Ceci se traduit par l'importance de l'économie parallèle, par
l'inefficacité des réformes et par la nécessité
du recours à l'extérieur. L'économie parallèle est
fondamentale pour l'économie soviétique, puisque l'économie
" officielle " ne remplit pas les besoins de la population. Le fait
que l'Etat en ait conscience, et aille même jusqu'à la rendre légale,
dans le cas de l'agriculture par exemple, montre biens ses limites : il n'est
pas capable de répondre aux besoins de sa population. L'économie
parallèle est indispensable au fonctionnement de l'économie soviétique
Or, c'est dans l'agriculture qu'il est le plus flagrant, avec le développement
des marchés kolkhoziens.
Le caractère inefficace des tentatives de réforme de l'économie
est égalment mis en évidence dans le sectuer agricole.
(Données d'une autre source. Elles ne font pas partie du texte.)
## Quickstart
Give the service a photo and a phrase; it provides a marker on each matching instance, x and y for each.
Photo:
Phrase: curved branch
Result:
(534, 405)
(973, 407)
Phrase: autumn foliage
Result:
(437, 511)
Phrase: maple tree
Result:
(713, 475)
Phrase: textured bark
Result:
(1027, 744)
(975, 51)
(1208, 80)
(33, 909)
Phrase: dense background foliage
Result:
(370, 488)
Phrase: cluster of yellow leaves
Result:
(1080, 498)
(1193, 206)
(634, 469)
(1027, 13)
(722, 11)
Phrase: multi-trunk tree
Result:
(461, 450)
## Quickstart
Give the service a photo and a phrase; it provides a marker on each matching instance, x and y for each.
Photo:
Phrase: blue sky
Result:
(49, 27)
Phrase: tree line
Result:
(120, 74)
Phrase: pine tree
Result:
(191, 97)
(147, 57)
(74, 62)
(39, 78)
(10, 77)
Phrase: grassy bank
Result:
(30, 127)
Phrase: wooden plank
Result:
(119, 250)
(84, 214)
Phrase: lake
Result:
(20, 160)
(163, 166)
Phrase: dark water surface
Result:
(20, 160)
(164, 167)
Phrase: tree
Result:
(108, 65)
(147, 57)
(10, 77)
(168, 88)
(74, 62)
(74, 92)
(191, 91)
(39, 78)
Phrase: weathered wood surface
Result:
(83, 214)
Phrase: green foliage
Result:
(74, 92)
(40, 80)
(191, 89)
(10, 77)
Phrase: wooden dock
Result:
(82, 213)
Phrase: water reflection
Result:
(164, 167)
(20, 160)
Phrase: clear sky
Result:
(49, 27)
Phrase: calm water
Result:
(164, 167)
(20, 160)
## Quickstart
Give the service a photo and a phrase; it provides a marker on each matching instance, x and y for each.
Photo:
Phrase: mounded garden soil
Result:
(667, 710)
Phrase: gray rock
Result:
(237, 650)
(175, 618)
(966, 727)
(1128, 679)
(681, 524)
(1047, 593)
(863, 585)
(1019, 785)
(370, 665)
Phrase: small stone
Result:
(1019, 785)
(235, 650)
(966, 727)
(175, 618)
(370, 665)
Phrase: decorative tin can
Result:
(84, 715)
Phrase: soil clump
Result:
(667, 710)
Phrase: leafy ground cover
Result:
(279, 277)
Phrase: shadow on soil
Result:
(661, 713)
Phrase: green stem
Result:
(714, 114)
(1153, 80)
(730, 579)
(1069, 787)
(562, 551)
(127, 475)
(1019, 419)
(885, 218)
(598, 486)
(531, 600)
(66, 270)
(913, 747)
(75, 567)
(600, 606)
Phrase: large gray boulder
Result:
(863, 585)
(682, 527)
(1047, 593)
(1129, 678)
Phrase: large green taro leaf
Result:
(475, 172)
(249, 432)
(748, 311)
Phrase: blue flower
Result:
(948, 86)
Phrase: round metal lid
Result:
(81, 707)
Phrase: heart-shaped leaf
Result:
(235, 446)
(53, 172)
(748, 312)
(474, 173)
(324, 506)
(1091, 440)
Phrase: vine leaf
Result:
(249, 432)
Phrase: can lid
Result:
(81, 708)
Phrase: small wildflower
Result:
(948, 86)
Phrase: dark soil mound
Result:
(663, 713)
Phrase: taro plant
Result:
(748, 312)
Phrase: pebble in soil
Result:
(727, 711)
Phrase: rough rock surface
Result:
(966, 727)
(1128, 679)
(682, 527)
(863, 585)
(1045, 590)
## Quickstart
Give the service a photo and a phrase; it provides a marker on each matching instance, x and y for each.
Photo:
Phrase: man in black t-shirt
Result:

Celle de
Krouchtchev, par exemple, visait une augmentation des saliares des kolkhoziens,
ainsi que l'arrêt des récquisitions obligatoires ; mais, si les
prélèvements sont devenus facultatifs, il était beaucoup
plus avantageux de vendre sa récolte à l'Etat que sur le marché
libre, d'où l'inutilité de la réforme.
Le programme
d'exploitation des terres vierges, imaginé suite à la découverte
des champs de maïs américains montrent également le caractère
irréfléchi et spontanné des réformes : ces terres
n'étant pas adaptées à la culture du maïs, cette tentative
échoua au bout de deux ans
Le rôle de l'Etat est, enfin, remis en cause dès les années
1975, quand l'URSS avoue qu'elle est obligée d'importer des céréales
aux américains
La reconnaissance de l'échec de l'autosuffisance
alimentaire se fera sentir dans le cadre de l'économie en général
dès la fin des années 1980, quand l'URSS va devoir se rabaisser
à demander une aide financière extérieure
Cependant, on ne peut pas comprendre l'échec de l'expérience
soviétique uniquement par les mécanismes agricoles : en effet,
l'agriculture est un secteur spécial, " à part " dans
l'économie soviétique. Il existe donc des causes propres aux difficultés
agricoles et des causes propres aux difficultés économiques. L'agriculture
est un cas différent des autres secteurs comme l'industrie ou l'énergie,
car elle n'est pas prioritaire, du moins avant les années 1960. Afin
de privilégier le symbole de puissance de l'URSS, Staline a en effet
dès le départ délaissé l'agriculture agin de se
concentrer sur la modernisation et l'accélération de la production
des industries lourdes ; dans le cadre de la plannification. Disposant d'investissements
nettement minoritaires et d'un désintéressement de la part du
pouvoir ( il a fallu attendre Kossyguine pour que le blé soit reconnu
comme un produit stratégique ), le secteur agricole n'a pas pu connaître
les mêmes évolutions que d'autres secteurs privilégiés,
comme l'uindustrie lourde, l'énergie, le secteur militaire
L'échec gricole n'est donc pas lié uniquement à l'échec
économique ; et possède bien des difficultés propres à
ce secteur ? Tout d'abord, la surface agricole utile est mal répartie
sur le territoire, comme le montre la carte. De plus, le climat est peut-être
diversifié, mais il est également aléatoire ; et les récoltes
du sud sont souvent touchées par la sécheresse alors qu'au Nord
le frois empêche toute exploitation. Enfin, les ressources sont souvent
éloignées des lieux de production ; ainsi, la distance moyenne
entre les champs et les silos est de 200 km.
Dès l'arrivée de Staline au pouvoir, avec la collectivisation
brutale des campagnes puis la dékoulakisation, il y a eu un mouvement
d'opposition entre le centre et les paysans ; ce qui n'a pas rendu pour autant
le secteur agricole indépendant de l'économie puisque nous avons
vu que ses difficultés incarnent biens les grandes voies économiques
du régime soviétique, qui l'ont mené à sa fin.